15. 水晶に映る影
「ねぇぇ……バール。バールったらあ」
今日は外はよく晴れて、空気のおいしい一日である。
にもかかわらず、小さなランプが灯されたきりの薄暗い小屋の中で、バールは先ほどから水晶玉とにらめっこをしているのであった。
ときおり呪文を唱えては水晶をのぞきこみ、首を横に振りながら青息吐息している。
側ではルシータとベルナデットが見守っていたが、ベルナデットがついに辛抱切れてぐずり出した。
「ねぇ、さっきから、なぁんにも映らないわよう?」
「しっ! 静かにしやっ。もうひとりの戦士、『銀の車輪』を捜しておるのじゃから」
それでも妖精は口を尖らせる。
「ソワールは何にも答えてくれないの? 彼女にもわからないのかな?」
「ベルナデット、バールが集中できないわ。大人しく見てて」
ルシータに諭され、ちょっと肩をすくめて、やっと黙ったベルナデットである。
「水晶というのはの、ずいぶんと気まぐれなんじゃ。……どうも気に入らんことがあるらしいわい」
バールのしかめつらの横で、ふと嬉しそうにベルナデットがルシータに小声でささやいた。

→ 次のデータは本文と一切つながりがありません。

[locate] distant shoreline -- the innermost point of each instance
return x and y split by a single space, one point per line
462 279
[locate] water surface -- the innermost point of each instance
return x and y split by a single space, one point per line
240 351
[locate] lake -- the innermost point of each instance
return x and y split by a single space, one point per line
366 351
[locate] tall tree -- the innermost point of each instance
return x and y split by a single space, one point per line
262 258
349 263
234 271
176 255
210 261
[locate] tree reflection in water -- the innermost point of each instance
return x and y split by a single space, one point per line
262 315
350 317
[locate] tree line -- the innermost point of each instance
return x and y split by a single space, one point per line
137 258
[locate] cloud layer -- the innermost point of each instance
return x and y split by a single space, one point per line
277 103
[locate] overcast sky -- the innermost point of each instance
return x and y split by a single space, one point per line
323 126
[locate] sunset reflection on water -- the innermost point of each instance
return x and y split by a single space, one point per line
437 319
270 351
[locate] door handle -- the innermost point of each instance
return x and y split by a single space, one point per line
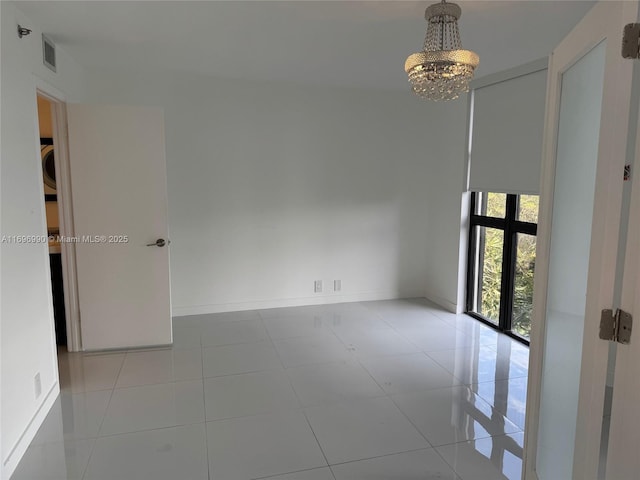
158 243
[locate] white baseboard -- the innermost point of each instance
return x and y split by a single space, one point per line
289 302
10 463
444 303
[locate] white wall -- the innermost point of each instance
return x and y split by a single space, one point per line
26 318
273 186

「あなた、水晶に映ったのよ、ルシータ。王様や王妃様や、ライレーン王女様と一緒に」
「わたしが?」
「うん。まだ少女だった」
ルシータは目を丸くした。
少女の自分が、影のように水晶の中に映っていたのかと思うと、不思議な感じがする。 それと同時に、自分も懐かしい人たちを見たいと思い、「姉さま……」とつぶやいてみる。
と、そのとき、水晶が白く煙りはじめた。
「おおっ! 映る、映るぞい……」
水晶の中には、懐かしいアルタミラの姿が映っていた。
まだ王妃になる前の、初々しい姉の姿が。彼女は誰かにやさしく話しかけている様子で、ルシータはそれが自分にだとわかったし、そのときの場面がありありと浮かんでいた。

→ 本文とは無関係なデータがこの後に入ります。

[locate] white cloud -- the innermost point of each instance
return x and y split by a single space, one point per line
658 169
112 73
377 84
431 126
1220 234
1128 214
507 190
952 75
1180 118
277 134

あのとき、姉さまはわたしの問いに答えてくれていたのだ。
――「どうして王様のところへ行くの? 姉さまは、レギオンが好きなんでしょう?」
――「そうよ、レギオンを愛してるわ。だから行くの」
――「どうして? わたし、姉さまはレギオンと結婚してほしい。わたしたちから離れていかないで」
――「ねえ、聞いて、ルシータ。姉さまは光の天使に会ったのよ。天使は言ったわ、レギオンは光を救う戦士になるって」
――「レギオンが? 光を救う戦士?」
――「そうよ。そしてわたしは光の王妃になって、王女を産むの。レギオンが守ってくれるはずの、王女を」――――
ルシータは、両手を握り締めないではいられなかった。
「そうか……そうだったんだ」
「何か気づいたの? ルシータ」
さっと立ち上がり、「レギオンはどこ?」
バールが言った。
「泉じゃよ」 目は水晶を睨んだままだ。「二人とも、体を洗っているのさ」
そしてルシータが戸口へ走りだそうとした瞬間、今度は裏返ったバールの声が部屋中に響いた。
「これをごらん、ルシータ……!」
水晶の中に、きらめくたくさんの赤い糸が舞っていた。
やがてそれは人の髪となり、後ろ姿のその人物の虚像がくるりと回って顔を見せた。
「この男……! あのときの戦士だわ、ダークキングダムの男……なぜ彼が?」
『――『銀の車輪』は目覚めました』
水晶から、ついにあの美しい声が聞こえてきた。
『ルシータ、彼を仲間として迎えなさい。彼はもうじきここへあらわれるでしょう』
ルシータも、バールも、ベルナデットも――三人とも唖然としたまま動けなかった。
水晶の中の『銀の車輪』は、あの日ルシータが見たままの悲しみをたたえた目をして、どこか森の中を進んでいる。
黒い闇のような衣装に、さらなる悲しみを包み込んで。